(originally written February 7, 2015, updated January 7, 2016)
It started pretty inconsequential really. Just a conversation about life. About what we wanted out of life. How we feel about things, how we deal with things, and then I said “I want someone to bury a body with me.” My hubs thought about it. He looked at me with sad eyes and said that wasn’t him. He said “I want someone that won’t create bodies” Which is me. That’s what I do. I create conflicts, I make sure my opinion is voiced and I will stand up to anyone. Over the years it’s been pretty weighing on both of us. Each conflict making us a little bit more bitter towards each other. I love him very much. I will always love him. My hubs is amazing. But we are, and always have been polar opposites. We’ve made it work really well, we’ve been really happy, but we realized we just werent anymore. “Are we talking about what I think we’re talking about?” He said. I started crying. He started crying. There we were crying together wondering what the fuck to do now.
I went and talked with my mom. Which she loves hubs more than she loves me. So I heard how horrible I was, and that she wished she would have tried harder with my dad and that my dad and her had a great marriage. No. Just No. That was a rotten pack of lies. My parents marriage was anything but great or perfect. Well, Ok, they did create me so I guess there was something perfect that did come out of it. I remember fighting, I remember hostility, I remember a complete fear of an impending eruption. I’m sure it was my moms way of trying to help the situation but all she did is solidify hubs and I were making the right one.

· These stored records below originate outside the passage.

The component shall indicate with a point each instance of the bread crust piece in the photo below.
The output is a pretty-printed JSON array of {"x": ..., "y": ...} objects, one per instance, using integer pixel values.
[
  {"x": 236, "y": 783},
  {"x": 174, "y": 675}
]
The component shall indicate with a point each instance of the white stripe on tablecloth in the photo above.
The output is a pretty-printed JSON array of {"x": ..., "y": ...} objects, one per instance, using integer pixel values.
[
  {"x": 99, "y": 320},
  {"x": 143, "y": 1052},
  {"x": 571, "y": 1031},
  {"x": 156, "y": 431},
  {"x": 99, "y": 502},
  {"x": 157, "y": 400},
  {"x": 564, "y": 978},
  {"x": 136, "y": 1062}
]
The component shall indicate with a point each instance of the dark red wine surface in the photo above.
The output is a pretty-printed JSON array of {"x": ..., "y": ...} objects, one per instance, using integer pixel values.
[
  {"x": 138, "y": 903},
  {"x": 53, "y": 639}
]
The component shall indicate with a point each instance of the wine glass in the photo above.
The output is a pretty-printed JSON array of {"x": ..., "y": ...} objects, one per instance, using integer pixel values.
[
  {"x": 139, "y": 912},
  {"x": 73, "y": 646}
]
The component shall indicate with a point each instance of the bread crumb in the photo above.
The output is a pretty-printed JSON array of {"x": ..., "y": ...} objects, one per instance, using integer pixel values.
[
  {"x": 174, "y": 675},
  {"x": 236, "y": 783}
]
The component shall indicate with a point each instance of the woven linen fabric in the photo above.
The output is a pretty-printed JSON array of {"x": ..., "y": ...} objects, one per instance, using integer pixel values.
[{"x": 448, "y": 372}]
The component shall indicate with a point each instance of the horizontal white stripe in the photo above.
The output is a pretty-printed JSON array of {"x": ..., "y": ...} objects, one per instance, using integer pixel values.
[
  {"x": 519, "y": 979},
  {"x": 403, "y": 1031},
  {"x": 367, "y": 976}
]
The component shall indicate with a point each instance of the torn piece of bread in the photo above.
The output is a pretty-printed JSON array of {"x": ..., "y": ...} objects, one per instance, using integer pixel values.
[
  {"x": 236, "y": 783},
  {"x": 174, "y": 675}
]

We decided that it would be better for the kids and us to break it off clean. With the commitment to always co-parent, work together and put our kiddos first.
UPDATE: It’s been over a year now since the hubs and I split. We have stayed true to our original commitment and it has been going really well for the kids. I’m really happy with our relationship. I’ve always been concerned and still am, about the effects on the kids. Xhubs and I talk daily and we haven’t noticed any negative changes with the kids, such tantrums, backtalking, outbursts, anxiety, etc. We’ve actually noticed very positive changes. The kids are very open with us about how they are feeling and with questions they have. We talk openly with the kiddos and each other about our split and feelings. Xhubs and I did anticipate and discuss at great lengths how we were going to approach their questions and feelings so that we were on the same page. I’ll save how we have done it for another post. It’s pretty in depth. We may not have done it ‘by the book’ but so far a year later, I can say that the way we did it and have since handled it, is perfect for our family.